The Glenn Gould School and The Royal Conservatory Orchestra present The Magic Flute, conducted by Nathan Brock and directed by Joel Ivany. Wednesday, March 21 at Koerner Hall.
A staple of the international repertory, The Magic Flute is a tall order for collegiate companies given its unusual solo demands and a general expectation that visuals will be lavish. The Glenn Gould School and Royal Conservatory Orchestra forged ahead on Wednesday, with results of intermittent charm and uneven vocal quality.
The venue was Koerner Hall, which has a pit but no proscenium arch and no theatrical apparatus beyond a lighting array. The set by Anna Treusch was simple. Four or five rectangular slabs festooned with Masonic images (or reasonable facsimiles) gave the characters something to act in front of and occasionally hide behind.
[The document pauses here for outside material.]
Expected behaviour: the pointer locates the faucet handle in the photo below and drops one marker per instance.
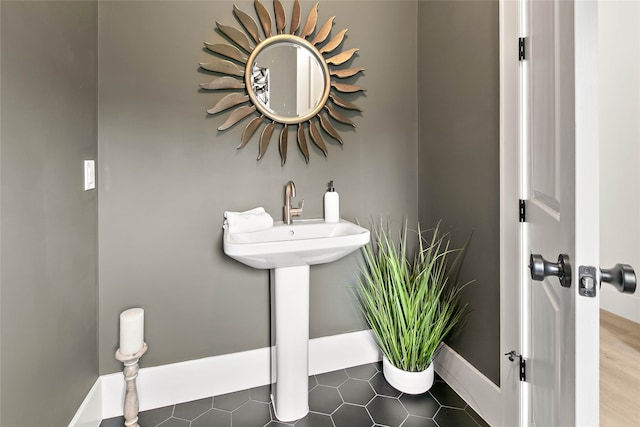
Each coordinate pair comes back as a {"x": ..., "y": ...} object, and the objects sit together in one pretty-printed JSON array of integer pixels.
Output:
[{"x": 298, "y": 211}]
A blue-and-white checkerboard floor added crispness to the image but no variety to the palette.
Many effects had to be mentally edited in. The serpent of the opening scene was flimsy, and the animals mesmerized later in Act 1 were curiously nonexistent. Ditto for much of the ritual. Nor was there a gathering of priests at the opening of Act 2. Sarastro apparently wished to intone his prayer to Isis and Osiris in private. The chorus, prerecorded, sounded supernatural. Joel Ivany clearly had to work within certain limits.
The acclaimed director nevertheless had his inspirations, including the use of a music box for Papageno’s bells and, near the end, a delightful procession of eggs to emphasize the potential fertility of the bird catcher after he is united with Papagena. Lighting (for which Ivany was also responsible) was used to good dramatic purpose. Still, it seemed a shame to give the Queen of the Night two routine walk-ons when the choir loft presented the option of a much more arresting entry.
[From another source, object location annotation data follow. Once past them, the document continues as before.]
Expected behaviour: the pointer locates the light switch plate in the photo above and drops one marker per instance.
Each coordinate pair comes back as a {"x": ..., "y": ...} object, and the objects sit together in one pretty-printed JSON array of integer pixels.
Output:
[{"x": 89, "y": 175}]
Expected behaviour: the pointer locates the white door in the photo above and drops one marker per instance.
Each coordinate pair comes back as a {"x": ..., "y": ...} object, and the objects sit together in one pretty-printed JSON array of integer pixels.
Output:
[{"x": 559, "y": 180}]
Singing was satisfactory rather than stellar. The edgy soprano of Nofar Yacobi was better suited to the famous Act 2 aria of the Queen of the Night than its mellower counterpart in Act 1. Kateryna Khartova also had her strident moments as Pamina, although these did not get in the way of pathos in “Ach, ich fühl’s.” Tenor Zachary Rioux sang clearly as Tamino. My preference is for more honeyed phrasing. Christopher Miller was a lively Monostatos. His rapid-fire Act 2 number was cleansed of racial content, at least in the surtitles.
Noah Grove as Papageno was the most polished of the principals. His baritone, if not plummy, was firm, and he projected his spoken dialogue clearly. Looking a little like Oliver Hardy in his bowler hat, he was a confident comedian. Odd that he wore no feathers. (Ming Wong’s costumes were otherwise pleasing).
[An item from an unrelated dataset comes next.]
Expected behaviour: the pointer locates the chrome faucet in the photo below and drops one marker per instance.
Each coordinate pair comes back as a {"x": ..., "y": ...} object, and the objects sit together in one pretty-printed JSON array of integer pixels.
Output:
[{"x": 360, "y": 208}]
Filling the subterranean role of Sarastro is probably the biggest impediment to a student staging of this opera. Happily, the Conservatory could call on an alumnus, Gabriel Sanchez Ortega, who had the low notes and the chocolatey tonal essentials. He has room to grow artistically, and I suspect he will.
I have yet to mention Mozart, whom Nathan Brock seems to understand. This Canadian conductor, who has a steady job in Hamburg, maintained a vibrant beat while respecting the alternating dignity and humour of the music. Balances were excellent, and the woodwind playing (notably by the principal flute) was fine. Crisp timpani as well. Strings were on their toes but I must report some thinness in the overture.
Singing was in German, dialogue in English, a time-honoured practice that makes me uncomfortable. The impression inevitably is of two competing dramas. Nor was diction in the dialogue optimally clear. Whether the concert-hall acoustics play a role in this is hard to say.
Altogether, a middling Magic Flute. There is a repeat on Friday.